Die Stadtverordnetenversammlung von Oestrich-Winkel beschloss im Jahr 2008, dass die Funktion des Ersten Stadtrates, also des ersten Vertreters des Bürgermeisters, im Hauptamt ausgeübt werden sollte. Die Amtszeit des aktuellen hauptamtlich tätigen Ersten Stadtrates endet am 31. Oktober 2019.

Einen Antrag der SPD,Fraktion auf Abschaffung dieses Hauptamtes lehnte die Stadtverordnetenversammlung in ihrer Sitzung am 8. April 2019 mehrheitlich ab. Zugleich beschloss die Stadtverordnetenversammlung auf Antrag von CDU und FDP mehrheitlich, dass der Wegfall des Hauptamtes eine unzumutbare Mehrbelastung für die Mitarbeiterinnen und Mitarbeiter der Stadtverwaltung darstellen würde.

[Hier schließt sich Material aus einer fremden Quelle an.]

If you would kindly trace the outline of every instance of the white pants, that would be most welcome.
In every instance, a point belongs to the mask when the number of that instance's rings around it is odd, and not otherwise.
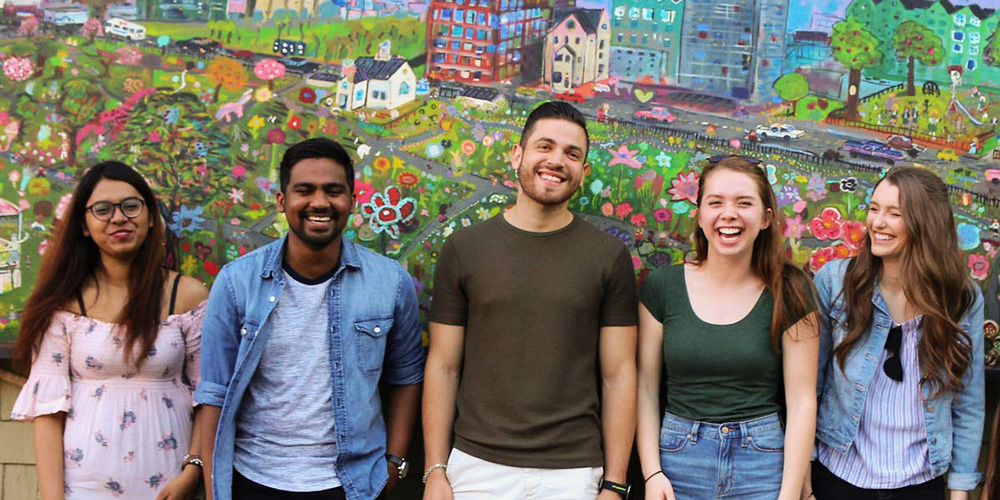
[[[597,498],[603,467],[510,467],[452,448],[445,471],[455,500],[588,500]]]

Daraufhin initiierten die Antragsteller ein Bürgerbegehren zur Abschaffung des hauptamtlichen Ersten Stadtrates. Am 28. Mai 2019 reichten sie das Bürgerbegehren mit der erforderlichen Anzahl an Unterschriften ein. Der Magistrat von Oestrich-Winkel gab zwei rechtliche Gutachten in Auftrag, eines beim Hessischen Städte, und Gemeindebund und eines bei Herrn Rechtsanwalt Bennemann. Beide Gutachten kamen – aus unterschiedlichen Gründen – zu dem Ergebnis, dass das Bürgerbegehren unzulässig sei.

Die Stadtverordnetenversammlung entschied am 19. August 2019, das Bürgerbegehren nicht zuzulassen. Die Antragsteller reichten in der Folge Klage beim Verwaltungsgericht Wiesbaden auf Zulassung des Bürgerbegehrens ein und beantragten zugleich im Rahmen des nun entschiedenen Eilverfahrens, die Wahl eines neuen hauptamtlichen Ersten Stadtrates bis zu einer Entscheidung des Gerichts im Klageverfahren zu unterlassen.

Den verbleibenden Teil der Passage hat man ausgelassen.